А ты поверил, дурак, — Арнольд потрепал ментенка по коротким волосам. — Мы действительно из братвы. А ты свое ментовское мурло показал. Все, кранты теперь.
— Братаны, расписка в силе. Я вам правда все буду выкладывать.
— Да? — Арнольд оценивающе осмотрел его. — А менты мы настоящие.
Ментенок весь утух, съежился. Он теперь и не знал, что думать. Потом, приняв единственное напрашивающееся решение, воскликнул:
— Я деньги дам. У родителей бабок полно.
— Бабок полно, да? — сочувственно спросил я.
— Да… Тысячи три баксов. Хватит?
— Нет, дружок, баксами не отделаешься. Ты у Тюти раньше героин брал? — спросил я.
— Ну, говори быстрее, — Арнольд дал ему с размаху по шее. — Цацкаться здесь с тобой не будут!
— Брал, — кивнул ментенок.
— А потом у кого брал? — гаркнул я на него. — Я слушаю.
— У Мегеры и Кукиша — ее сынка.
— Это с Романовского проезда?
— Нет. Они у вокзала живут. В переулке, — ментенок всхлипнул и смахнул ладонью сопли.
— Слышал о таких, — кивнул я, хотя ни черта ни о каких Мегере и Кукише не слышал. — Руки у нас до них не дошли. Тютя тоже у них брал?
— У них.
— Ну что, коллега, вы УК еще не учили?
— Учили.
— До двенадцати лет за торговлю героином положено. Тебе это надо?
— Нет.
— Будешь закупку у Мегеры делать.
— Ох, — он глубоко вздохнул. — Хорошо. Только вы мне обещайте…
— В озере утопить?..
— Но… — промямлил ментенок.
— Ты нам еще условия будешь ставить? Сейчас двигаем в контору. Там телефон. Будешь договариваться о закупке. А по дороге ты нам о Мегере и ее сынке поведаешь.
Мы с Асеевым вдвоем сидели в кабинете Романова. Сам шеф был в областном ГУВД на ковре.
— Представляешь, не взяли бы мы ментенка сегодня — был бы это наш будущий коллега, — покачал головой Асеев.
— Да уж. Не думаю, чтобы это был образец служебного рвения и чистоты, — кивнул я.
— А сколько их таких? Кто нам придет на смену, Терентий? Кто людей будет защищать? Такие вот твари?
— Ну почему. Есть же и нормальные ребята, — сказал я. — Вон у нас в отделе молодежь. На них можно положиться.
— Единицы, Терентий. Большинство просто не знает, зачем живет. Они другие.
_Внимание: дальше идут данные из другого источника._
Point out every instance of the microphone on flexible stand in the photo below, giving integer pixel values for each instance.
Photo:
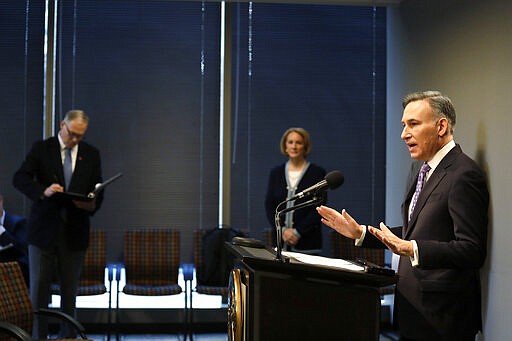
(332, 180)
— Другие, — согласился я. — А мы знаем, зачем живем?
— Я знаю, — уверенно произнес Асеев.
— И зачем?
— Чтобы не дать нам рухнуть в пропасть… Наш мир слишком хрупок.
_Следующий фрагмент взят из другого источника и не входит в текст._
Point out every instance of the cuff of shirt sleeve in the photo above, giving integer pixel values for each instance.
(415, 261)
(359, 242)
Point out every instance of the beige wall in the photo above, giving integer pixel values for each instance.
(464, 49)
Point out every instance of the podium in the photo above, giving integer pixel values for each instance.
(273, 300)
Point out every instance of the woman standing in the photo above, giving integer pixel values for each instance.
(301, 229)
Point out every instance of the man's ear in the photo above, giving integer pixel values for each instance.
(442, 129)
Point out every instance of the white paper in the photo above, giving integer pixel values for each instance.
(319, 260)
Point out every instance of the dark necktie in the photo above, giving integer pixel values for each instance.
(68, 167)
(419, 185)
— Тебе виднее, — хмыкнул я.
Уж действительно, кто, как не Асеев — специалист по хрупкости мира. Бывший офицер-ракетчик, десяток лет Просидевший на кнопке в ракетной шахте и знавший, что может прийти миг, когда движением руки он обрушит ядерную смерть на целый континент. Работенка — не приведи Господи. Еще если учесть, что время от времени там бывали тревоги, когда офицер не знал, что она учебная, и вынужден был на полном серьезе жать на кнопки, ощущая, что может быть сейчас ракеты противника уже взмыли из шахт и с ядерных лодок и устремились на русские города. Асеев рассказывал, что некоторые не выдерживали — у одних ехала крыша, другие отказывались выполнять приказ, и их вышибали безжалостно. Сам Асеев пережил не одну такую тревогу и вышел из них с честью и неповрежденной психикой. У большинства на этой службе появляется эмоциональная тупость. Асеев же стал философом. И он считает, что живет не просто так, что у него есть предназначение — хоть что-то сделать, чтобы удержать падение в пропасть. А как считаю я? Я не философ и служил не в ракетных войсках стратегического назначения, а в стройбате. Но… ОБНОН — это как противочумный отряд. Это не место для решивших удобно устроиться в жизни. Какого бы черта я делал на этой собачьей работе, если бы не считал так же, как Асеев?
— Ну что, прозвонились они там? — спросил я, поднимаясь. — Пошли глянем.
Ментенок все-таки дозвонился до барыги.